De plus, la responsabilité personnelle et l'attention à soi ne nient pas l'impératif de compassion. Dans sa pratique fondamentale, la compassion est notre capacité, en tant que disciples du Christ, de vivre la passion comme une expérience partagée. Comme le dit le pape François, la compassion « signifie souffrir avec, souffrir ensemble, ne pas rester indifférent à la douleur et à la souffrance des autres ». Avec la flambée des taux d'infection et de mortalité dus à COVID-19, notre compassion est mise à l'épreuve et convoquée pour être au premier plan.
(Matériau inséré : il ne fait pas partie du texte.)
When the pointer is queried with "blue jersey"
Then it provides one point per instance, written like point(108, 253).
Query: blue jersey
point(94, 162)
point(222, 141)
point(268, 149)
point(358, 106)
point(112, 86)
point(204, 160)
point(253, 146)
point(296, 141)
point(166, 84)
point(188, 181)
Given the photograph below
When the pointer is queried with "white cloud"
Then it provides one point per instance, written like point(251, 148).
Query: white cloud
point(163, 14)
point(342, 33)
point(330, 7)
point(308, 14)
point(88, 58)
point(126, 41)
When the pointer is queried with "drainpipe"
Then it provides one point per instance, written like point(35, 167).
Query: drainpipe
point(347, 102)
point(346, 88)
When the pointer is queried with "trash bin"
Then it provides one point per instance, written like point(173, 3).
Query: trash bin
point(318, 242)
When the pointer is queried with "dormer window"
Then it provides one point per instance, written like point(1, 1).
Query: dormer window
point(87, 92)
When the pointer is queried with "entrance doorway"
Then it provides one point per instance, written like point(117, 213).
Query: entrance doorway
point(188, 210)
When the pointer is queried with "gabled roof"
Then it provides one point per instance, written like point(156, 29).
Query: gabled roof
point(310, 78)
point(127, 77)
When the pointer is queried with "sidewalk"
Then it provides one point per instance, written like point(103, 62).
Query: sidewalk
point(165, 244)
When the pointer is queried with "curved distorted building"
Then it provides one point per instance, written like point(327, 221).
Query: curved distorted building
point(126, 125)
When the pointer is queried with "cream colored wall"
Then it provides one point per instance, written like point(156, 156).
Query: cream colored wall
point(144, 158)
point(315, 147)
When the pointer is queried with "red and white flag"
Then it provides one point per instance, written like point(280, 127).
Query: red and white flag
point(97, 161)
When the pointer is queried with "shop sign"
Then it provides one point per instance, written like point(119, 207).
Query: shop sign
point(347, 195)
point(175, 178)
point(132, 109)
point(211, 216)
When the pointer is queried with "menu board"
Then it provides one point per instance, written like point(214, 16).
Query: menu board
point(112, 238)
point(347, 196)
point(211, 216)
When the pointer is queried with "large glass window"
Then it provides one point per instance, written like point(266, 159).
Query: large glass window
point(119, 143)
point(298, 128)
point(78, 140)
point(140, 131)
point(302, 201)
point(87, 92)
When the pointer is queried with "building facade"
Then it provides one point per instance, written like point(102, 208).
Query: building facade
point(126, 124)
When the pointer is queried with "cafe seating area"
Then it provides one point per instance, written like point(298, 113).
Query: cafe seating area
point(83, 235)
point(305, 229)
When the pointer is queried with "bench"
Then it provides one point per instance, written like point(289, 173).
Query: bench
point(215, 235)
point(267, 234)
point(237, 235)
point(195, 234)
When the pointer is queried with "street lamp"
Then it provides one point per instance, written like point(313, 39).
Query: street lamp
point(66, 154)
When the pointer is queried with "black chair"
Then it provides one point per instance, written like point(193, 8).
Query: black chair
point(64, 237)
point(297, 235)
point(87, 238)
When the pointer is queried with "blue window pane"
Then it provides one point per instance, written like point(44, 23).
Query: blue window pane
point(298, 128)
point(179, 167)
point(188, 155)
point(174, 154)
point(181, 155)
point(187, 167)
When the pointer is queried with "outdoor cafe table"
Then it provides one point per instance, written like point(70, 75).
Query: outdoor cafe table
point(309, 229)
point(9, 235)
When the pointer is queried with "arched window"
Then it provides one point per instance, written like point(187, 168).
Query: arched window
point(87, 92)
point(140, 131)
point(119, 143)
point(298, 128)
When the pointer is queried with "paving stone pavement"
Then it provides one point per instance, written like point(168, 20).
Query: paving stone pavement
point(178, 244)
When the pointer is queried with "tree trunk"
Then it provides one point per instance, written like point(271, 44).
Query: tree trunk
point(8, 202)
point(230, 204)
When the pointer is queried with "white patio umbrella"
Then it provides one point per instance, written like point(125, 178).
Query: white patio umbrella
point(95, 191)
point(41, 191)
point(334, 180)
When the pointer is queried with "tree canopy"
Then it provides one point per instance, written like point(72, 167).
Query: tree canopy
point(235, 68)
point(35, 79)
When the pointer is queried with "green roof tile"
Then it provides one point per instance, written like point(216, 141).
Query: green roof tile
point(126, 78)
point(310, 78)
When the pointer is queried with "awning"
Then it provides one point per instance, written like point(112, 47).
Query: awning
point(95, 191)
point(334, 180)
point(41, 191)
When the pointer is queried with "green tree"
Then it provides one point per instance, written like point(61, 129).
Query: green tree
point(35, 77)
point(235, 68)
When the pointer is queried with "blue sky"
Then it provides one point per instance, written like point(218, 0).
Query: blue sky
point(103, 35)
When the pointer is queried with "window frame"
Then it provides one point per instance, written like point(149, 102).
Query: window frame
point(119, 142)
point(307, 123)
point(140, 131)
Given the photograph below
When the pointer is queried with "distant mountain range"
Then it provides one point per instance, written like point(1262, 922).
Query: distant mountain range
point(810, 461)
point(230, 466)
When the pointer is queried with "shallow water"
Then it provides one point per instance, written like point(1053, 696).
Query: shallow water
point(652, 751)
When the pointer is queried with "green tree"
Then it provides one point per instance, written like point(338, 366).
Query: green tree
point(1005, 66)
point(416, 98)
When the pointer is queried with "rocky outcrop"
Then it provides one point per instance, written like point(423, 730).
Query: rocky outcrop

Nous vivons à une époque de passion et de compassion mondiales. Comme le dit un proverbe africain, "Un poulet développe des maux de tête lorsqu'il voit un autre poulet dans la marmite." La compassion n'est pas fonction du fait que tout va bien ou non pour moi ; c'est ce qui arrive au monde, aux autres. À des moments pareils, la compassion est un appel à être affecté et à résister à la tentation de l'indifférence.

Le double principe et la pratique de la solidarité et de la compassion confèrent un poids moral à une conscience plus profonde du bien commun. Sachant que nous sommes tous dans le même bateau et que nos actions, qu'elles soient privées ou isolées, peuvent profiter aux autres et atténuer la détresse généralisée causée par le coronavirus. En nous protégeant, nous contribuons également à assurer la sécurité des autres, à proximité comme à distance. Comme le dit un autre proverbe : "Quand une main lave l'autre, les deux mains sont propres." Nous prenons des mesures préventives non seulement parce que nous y sommes contraints, mais aussi parce que nous nous soucions de la sécurité et du bien-être des autres. Curieusement, dans un étrange renversement de la logique biblique, le sacrifice vaut peut-être mieux que l'obéissance (voir 1 Samuel 15 :22).

Un domaine particulier où notre responsabilité pour le bien commun devient cruciale est la communication et la diffusion de l'information. Les médias sociaux débordent d’intox à propos de COVID-19. En nous connectant à notre source d'actualités choisie et préférée, nous avons le devoir moral de ne pas diffuser de fausses informations sur les voies d'infection et les remèdes. La désinformation exacerbe la frustration et la confusion, l'anxiété et la peur. Nous n'avons pas la liberté de causer de la détresse. Il n'est pas non plus acceptable de stigmatiser et de diffamer les autres par une utilisation imprudente des médias sociaux.

Écrivant à la communauté chrétienne de Corinthe, l'apôtre Paul leur a rappelé la logique simple de la solidarité et de la compassion : Et si un membre souffre, tous les membres souffrent avec lui ; si un membre est honoré, tous les membres se réjouissent avec lui. (1 Corinthians 12:26). Il n'y a pas de meilleur moment pour pratiquer cet te leçon qu'en ce moment où le monde est sous le choc des ravages de la pandémie de coronavirus. La responsabilité individuelle est au service du plus grand bien. Parallèlement à notre devoir de prier et d'offrir des messes à l'intention de toutes les personnes infectées et affectées, ainsi que le personnel soignant, COVID-19 nous place devant une question simple exigeant une réponse honnête : Où est ta sœur ? Où est ton frère ? (Genèse 4 : 9). Nous sommes les gardiens les uns des autres.

 

Bien à vous dans la mission du Christ.